Why do I love my life so much?

No more New Year's resolutions for me! This year I picked a theme question to guide and shape my choices. The theme: Why do I love my life so much? I am not seeking answers but rather planting the question as a seed and nuturing it. The research: How does this theme play out in my life and affect those around me? What vibrational impact do I observe? What are my results? Posts build on one another, so best to start with the first one.

Monday, July 02, 2007

Comfort Foods 101

I don't understand why comfort foods are things like ice cream bars instead of the zucchini I just harvested from my garden. Ever since I heard of my friends death, I cry and want to eat comfort foods. I even went to the store to get ice cram bars, all I could eat and then some. And tonight I am planning on goulash. Not that that is sooooo bad but I have barely been eating wheat for some time now. So the noodles open a dangerous door called white flour.

Experience tells me white flour and ice cream bars do in fact make me feel bad. It is like I am trying to make my body feel as bad as my feelings do. I also know eating this kind of comfort food will make me feel irritable and depressed on Wednesday. Not today. Today the sugar will give me a rush and keep me going for a time. Tomorrow I will crave more and Wednesday, I might as well join the roller derby as I will be like a bitch on wheels.

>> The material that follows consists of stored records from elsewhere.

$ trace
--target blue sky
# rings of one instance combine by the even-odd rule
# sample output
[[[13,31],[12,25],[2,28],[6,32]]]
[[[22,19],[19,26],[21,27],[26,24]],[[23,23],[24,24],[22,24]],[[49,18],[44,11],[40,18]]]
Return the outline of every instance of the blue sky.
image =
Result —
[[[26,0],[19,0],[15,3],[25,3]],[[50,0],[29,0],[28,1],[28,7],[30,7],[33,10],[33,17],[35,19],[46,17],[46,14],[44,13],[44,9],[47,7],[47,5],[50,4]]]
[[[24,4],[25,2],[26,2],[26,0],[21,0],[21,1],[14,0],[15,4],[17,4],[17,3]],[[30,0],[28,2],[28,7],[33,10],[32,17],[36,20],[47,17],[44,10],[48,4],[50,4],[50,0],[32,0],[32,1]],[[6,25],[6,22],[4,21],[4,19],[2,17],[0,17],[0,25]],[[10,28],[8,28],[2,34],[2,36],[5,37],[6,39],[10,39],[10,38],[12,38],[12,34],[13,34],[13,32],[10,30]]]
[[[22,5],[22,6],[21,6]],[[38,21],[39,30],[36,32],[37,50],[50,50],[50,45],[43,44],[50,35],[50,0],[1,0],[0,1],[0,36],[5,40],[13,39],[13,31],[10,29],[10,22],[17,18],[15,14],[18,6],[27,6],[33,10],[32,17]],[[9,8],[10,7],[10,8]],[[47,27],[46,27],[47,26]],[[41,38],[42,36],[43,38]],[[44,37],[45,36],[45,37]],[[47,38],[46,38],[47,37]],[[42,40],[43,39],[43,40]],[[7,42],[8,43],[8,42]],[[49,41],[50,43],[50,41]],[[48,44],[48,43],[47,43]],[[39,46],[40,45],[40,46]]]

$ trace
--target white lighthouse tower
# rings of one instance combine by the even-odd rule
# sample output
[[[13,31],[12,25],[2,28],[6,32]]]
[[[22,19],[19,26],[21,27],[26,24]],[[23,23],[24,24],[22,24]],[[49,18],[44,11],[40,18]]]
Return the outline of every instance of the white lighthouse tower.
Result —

Knowing better is not enough to make better choices. I have taken the dogs for a walk around the pond, called a couple of friends, and written condolence letters.
I am not under the illusion that ice cream and wheat can fill the hole inside from my loss. I have been telling myself that "this too is for the best" but I don't believe it yet. Actually I have been out of touch with my friends for a month now. I don't know what was happening in his life; I only know he wasn't working out with me.

My sister wrote about participating in some swimming competitions with ladies older than herself. One is 80 and just learning to swim. I have been thinking about getting back to the pool. That should serve as an inspiration. I also signed up to submit some artwork and my turkey jerky to the state fair. I will dedicate one of the art projects to John.

I still feel sad to my bone marrow but please, don't offer me another ice ceam bar. I have had enough for now. Creating will be a better salve than food oblivion.